マルケタ(MQ)は、デジタル経済の中心となりうるモダンカード発行プラットフォーマーとして最も注目されている企業のうちの1つ。
マルケタは2010年に設立され、カリフォルニア州オークランドに拠点を置く米国企業です。
マルケタ(MQ)を一言で表現すると、これまでの概念やインフラを覆す革新的な技術やビジネスモデルを持つ破壊的企業。
実際、マルケタ(MQ)はCNBC Disruptor 50に2回選出され、2021年のリストではランキングの第7位に位置付けている事からもデジタル・コマースの分野で最もホットなビジネスの一つとなっています。

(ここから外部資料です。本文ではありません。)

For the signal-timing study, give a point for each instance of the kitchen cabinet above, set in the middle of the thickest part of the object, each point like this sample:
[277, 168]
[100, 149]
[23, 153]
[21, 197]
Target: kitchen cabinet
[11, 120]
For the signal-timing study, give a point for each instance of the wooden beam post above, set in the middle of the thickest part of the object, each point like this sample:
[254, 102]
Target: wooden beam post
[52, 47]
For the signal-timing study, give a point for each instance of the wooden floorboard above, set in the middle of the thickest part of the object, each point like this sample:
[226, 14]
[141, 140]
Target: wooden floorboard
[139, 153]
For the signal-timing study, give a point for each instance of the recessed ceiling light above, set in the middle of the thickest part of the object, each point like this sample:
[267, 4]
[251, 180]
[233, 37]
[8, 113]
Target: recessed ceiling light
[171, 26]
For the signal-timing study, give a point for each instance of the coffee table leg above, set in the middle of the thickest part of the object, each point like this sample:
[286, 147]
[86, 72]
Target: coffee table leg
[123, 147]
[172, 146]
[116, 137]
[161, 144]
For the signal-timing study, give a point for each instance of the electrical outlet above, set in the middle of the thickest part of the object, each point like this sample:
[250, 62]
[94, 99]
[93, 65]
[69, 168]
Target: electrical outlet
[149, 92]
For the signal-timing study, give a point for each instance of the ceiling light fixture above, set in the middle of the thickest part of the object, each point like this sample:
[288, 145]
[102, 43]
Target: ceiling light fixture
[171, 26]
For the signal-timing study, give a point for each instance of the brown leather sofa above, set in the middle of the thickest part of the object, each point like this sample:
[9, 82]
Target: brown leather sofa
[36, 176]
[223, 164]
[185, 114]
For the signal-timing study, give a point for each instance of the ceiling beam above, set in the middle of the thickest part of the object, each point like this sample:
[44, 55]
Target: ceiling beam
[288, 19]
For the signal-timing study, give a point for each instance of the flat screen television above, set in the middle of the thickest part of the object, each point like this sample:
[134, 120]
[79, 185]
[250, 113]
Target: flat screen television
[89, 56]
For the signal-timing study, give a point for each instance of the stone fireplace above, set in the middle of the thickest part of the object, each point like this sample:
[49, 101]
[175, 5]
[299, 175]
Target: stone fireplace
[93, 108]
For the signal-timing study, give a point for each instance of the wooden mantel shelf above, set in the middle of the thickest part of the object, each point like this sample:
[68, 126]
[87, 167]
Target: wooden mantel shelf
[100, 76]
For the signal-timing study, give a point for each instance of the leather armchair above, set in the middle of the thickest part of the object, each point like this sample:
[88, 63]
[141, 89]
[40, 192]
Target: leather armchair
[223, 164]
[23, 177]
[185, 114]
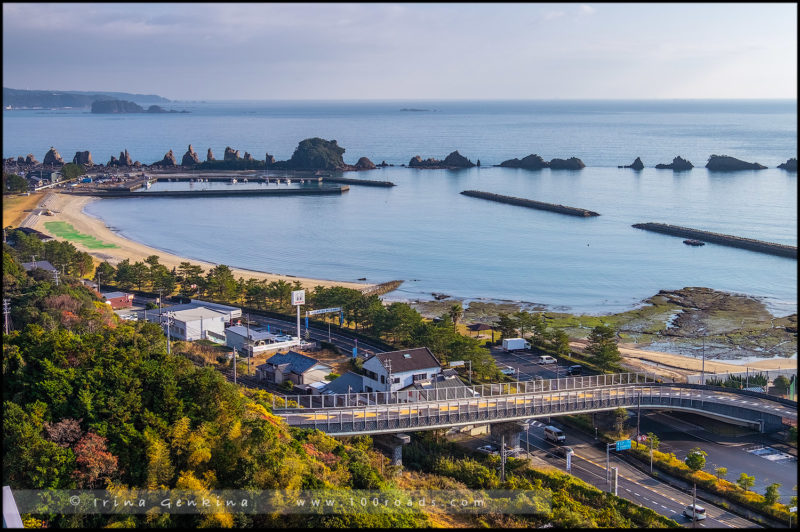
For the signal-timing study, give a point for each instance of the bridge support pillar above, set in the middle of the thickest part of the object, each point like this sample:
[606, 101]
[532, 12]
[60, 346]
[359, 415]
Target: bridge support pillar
[512, 430]
[393, 445]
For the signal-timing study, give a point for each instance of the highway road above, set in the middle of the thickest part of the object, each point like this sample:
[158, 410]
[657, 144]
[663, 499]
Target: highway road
[589, 464]
[733, 452]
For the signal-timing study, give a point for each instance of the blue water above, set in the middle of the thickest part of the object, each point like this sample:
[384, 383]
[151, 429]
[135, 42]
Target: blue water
[425, 232]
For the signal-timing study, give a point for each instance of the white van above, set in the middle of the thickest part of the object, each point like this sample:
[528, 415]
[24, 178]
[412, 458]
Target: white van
[554, 435]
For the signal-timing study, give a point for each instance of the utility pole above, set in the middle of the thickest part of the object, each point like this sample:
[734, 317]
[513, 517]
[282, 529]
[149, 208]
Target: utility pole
[234, 365]
[503, 458]
[6, 310]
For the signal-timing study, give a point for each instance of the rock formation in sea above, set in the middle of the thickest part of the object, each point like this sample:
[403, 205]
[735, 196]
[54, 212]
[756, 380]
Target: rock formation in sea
[679, 164]
[635, 165]
[231, 154]
[168, 160]
[789, 166]
[52, 157]
[725, 163]
[83, 157]
[190, 158]
[530, 162]
[365, 164]
[453, 160]
[315, 154]
[418, 162]
[573, 163]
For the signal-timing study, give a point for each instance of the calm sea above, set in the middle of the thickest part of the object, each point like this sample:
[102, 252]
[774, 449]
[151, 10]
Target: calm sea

AffirmなどのBNPL企業や、DoorDash・Instacart・Squareなどの次世代を担う企業、GoldmanやJP Morganなど既存の大手金融機関などに対して、自社のビジネスニーズに合った決済カードをカスタマイズして作成する事を可能にしたのがマルケタ(MQ)の提供するプラットフォームです。
従来は、「カード発行に時間がかかる・複雑・ミスも起こりがち」でしたが、オープンAPIを採用したマルケタ(MQ)のプラットフォームがこうした問題を解決し、あらゆる業種・業界のコアビジネスをサポートする事を可能にしています。
マルケタ(MQ)の戦場であるデジタルコマース市場のTAMも巨大で、市場とともにシェアを拡大していけるポテンシャルを持っています。
これからの成長期待が高い米国のグロース株の1つです。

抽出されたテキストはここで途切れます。